Keir Neuman graduated cum laude with a B.A. in physics and applied math from the University of California, Berkeley in 1994 and received his Ph.D. in physics from Princeton University in 2002. He did postdoctoral research with Steven Block at Stanford University from 2002 to 2004, and was a Human Frontiers Fellow with David Bensimon and Vincent Croquette at the Laboratoire de Physique Statistique at the École Normale Supérieure in Paris, France from 2004 to 2007. Dr. Neuman joined the NHLBI as a tenure-track Investigator in 2007. In 2010, he was awarded a Human Frontiers Young Investigator Grant with Mihály Kovács from the Department of Biochemistry at Eötvös University in Hungary. Dr. Neuman is a reviewer for numerous journals and grant organizations. He is also a member of the Biophysical Society, the Optical Society of America, and the American Physical Society.
Enzymes are typically studied in ensembles. Enzyme mechanism has traditionally been elucidated from biochemical and structural experiments that involve thousands or millions of molecules. Enzymes, however, are complex molecular machines that, when subjected to individual scrutiny, reveal features that cannot be ascertained from ensemble approaches. Single-molecule visualization and manipulation techniques are at the technological forefront of biological enquiry; these techniques can probe distances on the sub-nanometer (10-9 M) scale and forces on the piconewton (10-12 N) scale with millisecond temporal resolution. Dr. Neuman employs these techniques—including optical and magnetic tweezers and fluorescence imaging, in combination with conventional molecular biology approaches—to answer fundamental questions concerning enzyme function and regulation. His research program is underpinned by single-molecule instrumentation that his laboratory designs and builds to elucidate enzyme mechanisms at the molecular level.
Approximately two meters of DNA is compacted into a cell’s nucleus, which leads to topological complications during replication, transcription, and segregation of chromosomes. Topoisomerases are essential enzymes that regulate DNA topology and are important chemotherapeutic and antibiotic drug targets; Dr. Neuman focuses on elucidating the molecular mechanisms of topoisomerase activity and inhibition by chemotherapeutic agents. Employing magnetic tweezers, Dr. Neuman’s laboratory is answering two outstanding mechanistic questions: how some type II topoisomerases can discriminate the handedness of supercoiled DNA and how all type II topoisomerases are able to relax DNA topology below equilibrium. In parallel with this research on type II topoisomerases, Dr. Neuman is investigating the catalytic activity of human nuclear type IB topoisomerase and its unique sensitivity to anti-cancer reagents.

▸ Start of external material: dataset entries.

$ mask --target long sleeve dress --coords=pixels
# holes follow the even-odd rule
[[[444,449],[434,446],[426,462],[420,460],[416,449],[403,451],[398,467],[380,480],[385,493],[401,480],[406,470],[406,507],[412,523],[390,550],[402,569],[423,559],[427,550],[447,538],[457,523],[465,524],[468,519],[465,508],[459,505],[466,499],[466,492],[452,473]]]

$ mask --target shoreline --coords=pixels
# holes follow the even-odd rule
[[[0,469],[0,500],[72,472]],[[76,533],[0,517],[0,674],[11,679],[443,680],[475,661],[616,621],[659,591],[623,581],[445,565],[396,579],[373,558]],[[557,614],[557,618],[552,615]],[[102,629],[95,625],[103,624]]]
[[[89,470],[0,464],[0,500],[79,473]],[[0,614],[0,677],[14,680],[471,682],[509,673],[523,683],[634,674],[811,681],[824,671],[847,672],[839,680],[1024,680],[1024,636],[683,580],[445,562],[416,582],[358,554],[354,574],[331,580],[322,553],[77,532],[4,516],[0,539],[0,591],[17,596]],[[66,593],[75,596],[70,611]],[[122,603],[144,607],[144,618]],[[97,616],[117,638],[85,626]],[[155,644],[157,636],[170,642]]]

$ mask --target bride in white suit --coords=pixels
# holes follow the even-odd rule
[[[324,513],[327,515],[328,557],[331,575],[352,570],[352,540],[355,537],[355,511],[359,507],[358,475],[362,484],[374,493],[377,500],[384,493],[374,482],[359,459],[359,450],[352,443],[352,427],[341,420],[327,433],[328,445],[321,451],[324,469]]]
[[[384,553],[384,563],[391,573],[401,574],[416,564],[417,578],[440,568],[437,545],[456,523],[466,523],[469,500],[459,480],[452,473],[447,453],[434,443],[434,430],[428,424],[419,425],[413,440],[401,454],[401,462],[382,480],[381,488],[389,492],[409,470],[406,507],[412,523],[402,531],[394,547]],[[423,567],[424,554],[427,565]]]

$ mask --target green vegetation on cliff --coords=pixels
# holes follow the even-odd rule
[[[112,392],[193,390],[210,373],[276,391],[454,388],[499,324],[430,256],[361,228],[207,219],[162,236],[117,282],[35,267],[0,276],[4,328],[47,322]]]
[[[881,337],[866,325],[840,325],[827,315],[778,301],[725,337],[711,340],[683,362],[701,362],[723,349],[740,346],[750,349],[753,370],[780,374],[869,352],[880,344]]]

Topoisomerases interact with many other enzymes that regulate DNA. Dr. Neuman is extending the use of single-molecule techniques to dissect multi-enzyme complex formation and activity. For this work, he focuses on the combination of RecQ helicase and topoisomerase III, which is a conserved interaction in organisms ranging from E. coli through humans and plays important roles in genome stability and chromosome segregation.
More recently, Dr. Neuman has turned his attention away from the cell nucleus to study the interaction between the structural protein collagen and the matrix metalloproteinase enzymes that degrade it (collagenases). Collagen exists in long fibers that are virtually impossible to study biochemically, due primarily to their insolubility and heterogeneity. Dr. Neuman is studying the motion of collagenase enzymes as they move along and degrade individual intact native collagen fibers extracted from rat tails. He has discovered several novel aspects of the collagen fiber itself, such as high-affinity binding sites that are periodically spaced at intervals far longer than the monomer, implying a secondary level of organization. He has also found an unsuspected level of complexity in the cleavage process, which involves a sequence of ~10 kinetic steps for cleavage initiation, followed by 15 rounds of very rapid unidirectional cleavage. The slow initiation process suggests an entirely new form of regulation of this enzymatic degradation reaction, which is important in a host of human pathological and physiological process such as the rupture of atherosclerotic plaques and cancer metastasis.